Consider two examples:
1) US708 is traveling at about 1200kps. For simplicity, lets give it one solar mass and have it travel near us at 15000 a.u. In one year it would move about 1 deg. The barycenter between it and the Sun would be half-way between them. Would the Sun gain a new orbital vector around this encroaching star (and barycenter)? I've been thinking it would; simple moment math. But the answer is more likely, no, that gravity is the proper model. [Of course, it will gain a vector, but I am meaning a very strong tangential one matching that of US708 in a binary-type motion for that period, even though orbital acceleration must be considered, too.]
2) Saturn's Epimetheus and Janus exchange orbits close to every 4 years. As they near each other, excluding Saturn for a second, their mutual barycenter is easily determined, if we know their mass and locations, and we do.
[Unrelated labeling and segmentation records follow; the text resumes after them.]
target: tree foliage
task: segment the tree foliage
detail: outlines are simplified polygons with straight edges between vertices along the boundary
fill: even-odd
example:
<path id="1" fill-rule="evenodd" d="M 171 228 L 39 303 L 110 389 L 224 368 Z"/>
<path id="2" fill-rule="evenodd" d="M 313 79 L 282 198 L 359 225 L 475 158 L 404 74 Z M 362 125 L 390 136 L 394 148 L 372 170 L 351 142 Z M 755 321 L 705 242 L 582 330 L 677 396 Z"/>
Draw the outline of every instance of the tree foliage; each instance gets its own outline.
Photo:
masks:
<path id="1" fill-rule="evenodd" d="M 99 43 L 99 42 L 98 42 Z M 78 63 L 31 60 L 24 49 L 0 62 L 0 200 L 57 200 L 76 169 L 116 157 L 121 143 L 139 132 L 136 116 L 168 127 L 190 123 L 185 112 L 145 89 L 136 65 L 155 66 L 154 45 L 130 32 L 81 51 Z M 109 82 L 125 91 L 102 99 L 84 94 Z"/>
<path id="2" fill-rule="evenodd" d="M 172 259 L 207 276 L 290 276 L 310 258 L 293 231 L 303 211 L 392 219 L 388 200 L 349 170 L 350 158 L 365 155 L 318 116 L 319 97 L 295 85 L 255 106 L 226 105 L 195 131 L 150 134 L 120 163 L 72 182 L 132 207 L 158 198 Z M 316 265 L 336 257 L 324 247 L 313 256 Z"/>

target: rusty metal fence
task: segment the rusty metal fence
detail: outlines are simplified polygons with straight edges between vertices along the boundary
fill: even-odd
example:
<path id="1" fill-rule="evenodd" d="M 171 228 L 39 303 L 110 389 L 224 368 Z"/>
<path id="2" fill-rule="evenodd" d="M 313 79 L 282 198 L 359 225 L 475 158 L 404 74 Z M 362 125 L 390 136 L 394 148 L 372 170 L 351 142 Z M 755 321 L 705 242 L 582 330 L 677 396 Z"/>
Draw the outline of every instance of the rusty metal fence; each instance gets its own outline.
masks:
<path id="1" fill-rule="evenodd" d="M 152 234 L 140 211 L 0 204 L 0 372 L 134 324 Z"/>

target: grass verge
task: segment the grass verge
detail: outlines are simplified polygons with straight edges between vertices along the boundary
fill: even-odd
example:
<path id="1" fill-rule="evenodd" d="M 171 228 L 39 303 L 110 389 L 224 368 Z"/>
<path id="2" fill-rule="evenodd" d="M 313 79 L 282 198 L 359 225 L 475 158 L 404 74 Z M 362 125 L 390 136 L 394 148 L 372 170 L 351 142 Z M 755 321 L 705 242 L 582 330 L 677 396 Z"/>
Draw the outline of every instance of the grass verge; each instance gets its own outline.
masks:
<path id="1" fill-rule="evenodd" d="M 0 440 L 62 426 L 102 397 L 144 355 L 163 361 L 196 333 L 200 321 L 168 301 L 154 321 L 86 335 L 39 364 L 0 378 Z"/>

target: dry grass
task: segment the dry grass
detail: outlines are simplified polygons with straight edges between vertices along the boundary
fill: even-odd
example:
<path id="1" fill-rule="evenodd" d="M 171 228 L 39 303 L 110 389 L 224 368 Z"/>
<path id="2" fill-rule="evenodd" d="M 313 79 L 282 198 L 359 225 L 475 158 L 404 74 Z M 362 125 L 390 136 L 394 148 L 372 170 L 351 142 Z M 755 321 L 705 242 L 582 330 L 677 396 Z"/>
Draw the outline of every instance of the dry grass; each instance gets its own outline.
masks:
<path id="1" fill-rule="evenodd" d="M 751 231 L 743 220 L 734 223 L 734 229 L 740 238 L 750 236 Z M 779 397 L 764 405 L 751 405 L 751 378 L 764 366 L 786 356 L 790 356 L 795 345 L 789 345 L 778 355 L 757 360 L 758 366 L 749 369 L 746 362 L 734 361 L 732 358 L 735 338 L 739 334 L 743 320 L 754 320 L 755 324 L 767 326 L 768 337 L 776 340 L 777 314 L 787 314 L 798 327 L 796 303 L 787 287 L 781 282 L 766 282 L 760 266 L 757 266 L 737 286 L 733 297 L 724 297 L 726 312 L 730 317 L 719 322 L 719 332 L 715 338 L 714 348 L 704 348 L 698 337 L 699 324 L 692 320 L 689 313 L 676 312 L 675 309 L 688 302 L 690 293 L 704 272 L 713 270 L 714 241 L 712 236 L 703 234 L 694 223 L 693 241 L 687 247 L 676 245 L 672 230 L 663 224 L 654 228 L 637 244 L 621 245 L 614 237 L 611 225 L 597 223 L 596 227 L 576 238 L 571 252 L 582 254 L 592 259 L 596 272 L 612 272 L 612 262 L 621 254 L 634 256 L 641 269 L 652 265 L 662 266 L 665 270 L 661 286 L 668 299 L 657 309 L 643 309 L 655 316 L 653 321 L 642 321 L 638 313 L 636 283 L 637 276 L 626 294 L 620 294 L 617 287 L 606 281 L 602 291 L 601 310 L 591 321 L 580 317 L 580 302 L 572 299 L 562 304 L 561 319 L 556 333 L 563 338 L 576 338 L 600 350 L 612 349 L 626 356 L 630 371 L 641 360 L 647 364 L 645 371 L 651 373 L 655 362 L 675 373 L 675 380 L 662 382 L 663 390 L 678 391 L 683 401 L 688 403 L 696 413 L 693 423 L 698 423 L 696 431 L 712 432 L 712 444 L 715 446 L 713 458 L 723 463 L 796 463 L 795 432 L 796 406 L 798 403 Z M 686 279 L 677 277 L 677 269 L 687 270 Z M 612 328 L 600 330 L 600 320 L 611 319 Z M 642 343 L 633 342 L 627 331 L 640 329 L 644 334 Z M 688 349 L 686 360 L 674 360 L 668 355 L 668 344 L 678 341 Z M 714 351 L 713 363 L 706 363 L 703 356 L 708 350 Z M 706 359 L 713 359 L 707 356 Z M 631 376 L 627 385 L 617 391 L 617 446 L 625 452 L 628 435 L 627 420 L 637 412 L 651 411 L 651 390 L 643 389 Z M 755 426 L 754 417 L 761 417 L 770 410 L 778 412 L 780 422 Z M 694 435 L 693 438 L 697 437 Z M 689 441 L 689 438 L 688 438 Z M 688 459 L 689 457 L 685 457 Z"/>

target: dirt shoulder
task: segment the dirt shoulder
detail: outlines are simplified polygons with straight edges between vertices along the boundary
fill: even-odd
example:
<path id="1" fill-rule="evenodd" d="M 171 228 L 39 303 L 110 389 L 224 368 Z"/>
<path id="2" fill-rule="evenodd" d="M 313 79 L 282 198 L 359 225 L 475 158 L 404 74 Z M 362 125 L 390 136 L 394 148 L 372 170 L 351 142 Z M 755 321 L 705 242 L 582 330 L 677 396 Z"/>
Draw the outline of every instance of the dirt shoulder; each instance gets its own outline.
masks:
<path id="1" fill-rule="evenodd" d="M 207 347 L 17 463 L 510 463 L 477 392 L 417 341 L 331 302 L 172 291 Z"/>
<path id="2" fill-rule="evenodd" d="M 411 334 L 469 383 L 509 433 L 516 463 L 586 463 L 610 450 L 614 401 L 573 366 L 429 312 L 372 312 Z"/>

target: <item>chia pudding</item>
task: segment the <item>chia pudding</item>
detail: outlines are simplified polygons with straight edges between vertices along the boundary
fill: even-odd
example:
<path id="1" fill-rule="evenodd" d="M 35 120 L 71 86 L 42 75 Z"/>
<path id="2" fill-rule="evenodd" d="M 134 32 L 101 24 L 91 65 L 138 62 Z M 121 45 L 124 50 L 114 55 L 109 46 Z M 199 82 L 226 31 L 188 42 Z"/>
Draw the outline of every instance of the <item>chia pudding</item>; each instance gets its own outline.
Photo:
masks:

In a heavy-thinking (bull-headed) leverage model, the faster inner moon should swing past the slower moon and outward enough to become the outer orbiting moon. Vice-versa for the other moon. This is exactly what doesn't happen. And I don't think the kinematics improve by adding Saturn to this dynamic. The gravity/Kepler model, however, does work.
Adding the Sun would only change how we plot the motions, which is where the barycenter comes in handy, if it is offset from the c.g. of the primary body. That's the point (no real difference) you both are making, I'm sure. A distant quasar to the solar system, or Milky Way, gives us only a superfluous barycenter; it's useless because there's no effective relative orbital motions. The car/Earth barycenter is also superfluous since the c.g. of Earth itself suffices. [There are exceptions -- my original hand-me-down was an old Old's 98, thus moving the Earth/car barycenter twice that of most others.
] The only purpose in giving the car wings is to get orbital motion's back into the picture for a barycenter term.